When you have a low conversion rate for one of your Marketing Campaigns, the first reaction is to disable it and keep going to rest peacefully.
Sorry but…that’s completely wrong!

When a campaign appears to have a low conversion rate, you should be very careful to discard it too early.
Before to do it, try to ask to yourself (for example):

  • Am I sure that products related to the campaign were really in stock and available on my website? (if not, track it!)
  • Am I sure that the prices of those products were lower or similar to those of my competitors? (if not, check it manually or…scrape them!)
  • Am I sure that the user experience was “smooth and clean”? (if not, analyze it with A/B tests and so on…take care about the product page, the cart and the checkout process)
  • (Last but not least) Am I sure that the CPA (cost per acquisition) or the ROAS is higher of the other campaigns already in place?

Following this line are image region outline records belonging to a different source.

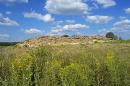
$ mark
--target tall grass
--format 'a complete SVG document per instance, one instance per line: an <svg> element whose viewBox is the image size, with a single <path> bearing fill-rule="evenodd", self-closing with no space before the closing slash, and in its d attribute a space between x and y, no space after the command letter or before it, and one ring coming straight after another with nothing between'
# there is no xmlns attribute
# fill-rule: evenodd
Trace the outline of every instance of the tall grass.
<svg viewBox="0 0 130 86"><path fill-rule="evenodd" d="M5 49L0 49L0 86L130 85L129 44Z"/></svg>

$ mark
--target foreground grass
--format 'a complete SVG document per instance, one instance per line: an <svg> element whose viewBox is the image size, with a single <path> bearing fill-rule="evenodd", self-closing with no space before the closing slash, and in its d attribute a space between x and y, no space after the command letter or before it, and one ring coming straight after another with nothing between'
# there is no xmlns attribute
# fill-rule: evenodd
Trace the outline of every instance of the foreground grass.
<svg viewBox="0 0 130 86"><path fill-rule="evenodd" d="M129 86L125 43L0 49L0 86Z"/></svg>

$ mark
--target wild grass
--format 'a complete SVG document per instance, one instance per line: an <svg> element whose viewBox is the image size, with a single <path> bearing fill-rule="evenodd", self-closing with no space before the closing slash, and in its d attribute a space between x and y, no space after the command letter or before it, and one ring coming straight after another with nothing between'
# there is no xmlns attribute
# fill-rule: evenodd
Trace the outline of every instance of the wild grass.
<svg viewBox="0 0 130 86"><path fill-rule="evenodd" d="M0 48L0 86L129 85L129 44Z"/></svg>

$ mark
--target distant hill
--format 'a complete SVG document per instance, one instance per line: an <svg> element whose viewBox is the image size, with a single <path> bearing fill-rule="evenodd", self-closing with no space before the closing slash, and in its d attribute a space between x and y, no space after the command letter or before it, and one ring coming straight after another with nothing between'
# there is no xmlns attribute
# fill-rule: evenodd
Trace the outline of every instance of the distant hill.
<svg viewBox="0 0 130 86"><path fill-rule="evenodd" d="M0 42L0 46L13 46L18 44L19 42Z"/></svg>

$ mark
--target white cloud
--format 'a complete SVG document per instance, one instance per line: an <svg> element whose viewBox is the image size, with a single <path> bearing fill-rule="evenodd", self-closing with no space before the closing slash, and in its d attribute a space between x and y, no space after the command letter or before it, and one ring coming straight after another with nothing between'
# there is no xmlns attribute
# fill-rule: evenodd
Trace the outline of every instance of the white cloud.
<svg viewBox="0 0 130 86"><path fill-rule="evenodd" d="M45 9L53 14L77 15L88 12L83 0L47 0Z"/></svg>
<svg viewBox="0 0 130 86"><path fill-rule="evenodd" d="M26 34L41 34L42 33L42 31L37 28L25 29L24 32Z"/></svg>
<svg viewBox="0 0 130 86"><path fill-rule="evenodd" d="M18 26L19 24L14 21L14 20L11 20L10 18L6 17L0 17L0 25L3 25L3 26Z"/></svg>
<svg viewBox="0 0 130 86"><path fill-rule="evenodd" d="M64 25L63 30L75 31L75 30L80 30L84 28L88 28L88 26L83 25L83 24L69 24L69 25Z"/></svg>
<svg viewBox="0 0 130 86"><path fill-rule="evenodd" d="M125 9L125 12L130 14L130 8Z"/></svg>
<svg viewBox="0 0 130 86"><path fill-rule="evenodd" d="M0 34L0 38L9 38L10 36L8 34Z"/></svg>
<svg viewBox="0 0 130 86"><path fill-rule="evenodd" d="M0 2L2 3L16 3L16 2L19 2L19 3L28 3L29 0L0 0Z"/></svg>
<svg viewBox="0 0 130 86"><path fill-rule="evenodd" d="M108 8L111 6L115 6L115 0L95 0L98 4L102 5L103 8Z"/></svg>
<svg viewBox="0 0 130 86"><path fill-rule="evenodd" d="M116 22L111 30L114 32L130 32L130 20L125 19Z"/></svg>
<svg viewBox="0 0 130 86"><path fill-rule="evenodd" d="M114 24L114 26L125 26L125 25L130 25L130 20L125 19L125 20L118 21Z"/></svg>
<svg viewBox="0 0 130 86"><path fill-rule="evenodd" d="M69 24L72 24L72 23L75 23L76 21L75 20L66 20L66 23L69 23Z"/></svg>
<svg viewBox="0 0 130 86"><path fill-rule="evenodd" d="M11 11L6 11L5 14L10 15L10 14L12 14L12 12Z"/></svg>
<svg viewBox="0 0 130 86"><path fill-rule="evenodd" d="M26 12L24 13L24 17L26 18L35 18L44 22L53 22L54 18L52 18L51 14L46 14L46 15L42 15L40 13L36 13L36 12Z"/></svg>
<svg viewBox="0 0 130 86"><path fill-rule="evenodd" d="M99 15L87 16L87 21L89 21L91 23L96 23L96 24L108 23L112 19L113 18L109 17L109 16L99 16Z"/></svg>

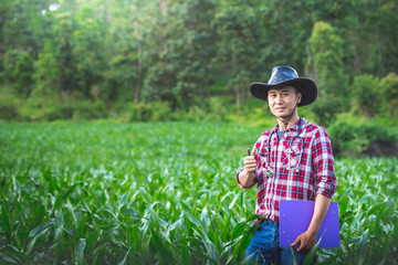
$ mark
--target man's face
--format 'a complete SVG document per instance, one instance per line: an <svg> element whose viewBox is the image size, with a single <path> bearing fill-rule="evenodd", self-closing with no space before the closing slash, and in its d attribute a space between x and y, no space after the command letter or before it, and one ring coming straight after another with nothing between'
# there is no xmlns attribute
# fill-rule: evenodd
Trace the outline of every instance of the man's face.
<svg viewBox="0 0 398 265"><path fill-rule="evenodd" d="M301 100L301 93L292 86L272 88L268 93L268 103L271 113L276 118L289 118Z"/></svg>

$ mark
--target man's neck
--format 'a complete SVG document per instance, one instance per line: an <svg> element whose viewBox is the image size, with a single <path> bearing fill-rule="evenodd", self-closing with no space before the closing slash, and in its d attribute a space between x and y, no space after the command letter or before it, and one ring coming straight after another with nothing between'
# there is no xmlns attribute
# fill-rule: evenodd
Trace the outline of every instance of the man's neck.
<svg viewBox="0 0 398 265"><path fill-rule="evenodd" d="M279 129L286 130L289 128L292 128L295 125L295 123L297 123L297 120L298 120L297 113L293 114L292 117L277 118Z"/></svg>

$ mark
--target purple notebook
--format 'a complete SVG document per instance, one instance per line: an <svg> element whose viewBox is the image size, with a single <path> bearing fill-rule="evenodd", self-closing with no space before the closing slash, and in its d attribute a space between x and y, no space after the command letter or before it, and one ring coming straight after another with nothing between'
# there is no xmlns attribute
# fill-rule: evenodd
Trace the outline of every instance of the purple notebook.
<svg viewBox="0 0 398 265"><path fill-rule="evenodd" d="M289 247L295 239L305 232L314 212L314 201L280 201L280 243ZM322 236L321 248L339 247L338 204L331 202L326 216L316 236Z"/></svg>

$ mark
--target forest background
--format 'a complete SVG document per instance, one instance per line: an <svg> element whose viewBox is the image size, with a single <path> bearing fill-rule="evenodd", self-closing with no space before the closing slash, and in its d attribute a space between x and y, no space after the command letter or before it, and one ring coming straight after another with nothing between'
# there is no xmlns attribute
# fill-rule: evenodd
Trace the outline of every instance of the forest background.
<svg viewBox="0 0 398 265"><path fill-rule="evenodd" d="M2 121L233 121L275 65L315 80L301 116L343 156L397 156L395 0L2 0ZM392 145L391 145L392 144Z"/></svg>

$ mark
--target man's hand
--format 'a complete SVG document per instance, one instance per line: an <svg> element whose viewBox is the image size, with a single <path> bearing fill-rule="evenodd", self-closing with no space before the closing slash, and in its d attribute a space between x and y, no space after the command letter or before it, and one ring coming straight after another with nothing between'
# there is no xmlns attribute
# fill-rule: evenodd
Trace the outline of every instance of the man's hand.
<svg viewBox="0 0 398 265"><path fill-rule="evenodd" d="M292 243L295 246L300 243L297 252L308 252L316 244L316 233L305 231Z"/></svg>
<svg viewBox="0 0 398 265"><path fill-rule="evenodd" d="M254 155L255 155L255 147L253 147L253 150L251 151L250 156L244 158L244 169L242 172L239 173L239 182L243 187L251 187L253 184L254 181L253 172L256 167Z"/></svg>
<svg viewBox="0 0 398 265"><path fill-rule="evenodd" d="M252 173L255 170L256 161L255 161L254 155L255 155L255 147L253 147L253 150L250 153L250 156L244 158L244 170L248 173Z"/></svg>

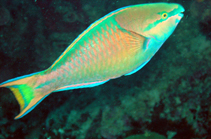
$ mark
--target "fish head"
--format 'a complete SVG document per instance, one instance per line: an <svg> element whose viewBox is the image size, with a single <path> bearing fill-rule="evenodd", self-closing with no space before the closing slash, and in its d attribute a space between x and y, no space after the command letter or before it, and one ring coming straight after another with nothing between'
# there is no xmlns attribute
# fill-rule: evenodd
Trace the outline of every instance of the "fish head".
<svg viewBox="0 0 211 139"><path fill-rule="evenodd" d="M164 42L175 30L184 11L176 3L140 4L122 10L115 19L126 30Z"/></svg>
<svg viewBox="0 0 211 139"><path fill-rule="evenodd" d="M164 42L175 30L185 9L180 4L161 3L152 5L150 19L143 21L140 34Z"/></svg>

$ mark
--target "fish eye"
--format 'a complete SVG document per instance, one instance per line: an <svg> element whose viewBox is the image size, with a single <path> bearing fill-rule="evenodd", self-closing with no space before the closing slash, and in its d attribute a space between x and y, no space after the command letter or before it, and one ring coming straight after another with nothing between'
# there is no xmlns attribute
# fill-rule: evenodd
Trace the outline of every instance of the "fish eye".
<svg viewBox="0 0 211 139"><path fill-rule="evenodd" d="M163 14L161 15L161 17L162 17L162 19L166 19L166 18L168 17L168 14L167 14L167 13L163 13Z"/></svg>

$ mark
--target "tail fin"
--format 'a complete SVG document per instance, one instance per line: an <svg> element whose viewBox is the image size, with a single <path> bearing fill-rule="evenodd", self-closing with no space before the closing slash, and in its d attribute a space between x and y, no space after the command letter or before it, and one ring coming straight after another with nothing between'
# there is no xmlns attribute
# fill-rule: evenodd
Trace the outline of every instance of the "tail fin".
<svg viewBox="0 0 211 139"><path fill-rule="evenodd" d="M38 92L34 89L38 73L17 77L0 84L0 87L9 88L20 105L20 113L15 119L22 118L31 110L33 110L37 104L39 104L49 93Z"/></svg>

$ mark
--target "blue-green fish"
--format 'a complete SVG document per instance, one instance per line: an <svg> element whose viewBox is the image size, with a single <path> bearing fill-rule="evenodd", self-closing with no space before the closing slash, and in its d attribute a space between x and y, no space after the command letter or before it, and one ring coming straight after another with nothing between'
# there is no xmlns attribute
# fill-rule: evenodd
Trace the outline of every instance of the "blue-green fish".
<svg viewBox="0 0 211 139"><path fill-rule="evenodd" d="M15 95L21 118L51 92L94 87L146 65L183 17L175 3L132 5L91 24L46 70L0 84Z"/></svg>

To try to explain the last point, let me show an example with a little bit different concept.
Frequently we can see that conversion rates on mobile devices are lower than on desktop ones. So, for example, should I disable campaigns focused on  mobile devices? Take a look at this statistics and you will find that NO, you should not do it!
Even if mobile conversion rate is less than a half of the desktop one, its ROAS is better than the other one!

The only thing you should do, in this case, is to optimize the global conversion rate and, at the same time, improve the ROAS on desktop devices, that is, for example, “find products on which the advertising is a wasting of money!”
Conversion Rate and ROAS

Anytime you take a decision about Web Marketing activities, be sure to analyze any detail constantly and deeply.

Don’t forget, naturally, to track any of your campaigns just from the beginning. If you will work with numbers and analysis, it’s pretty sure that you will not take wrong decisions in future!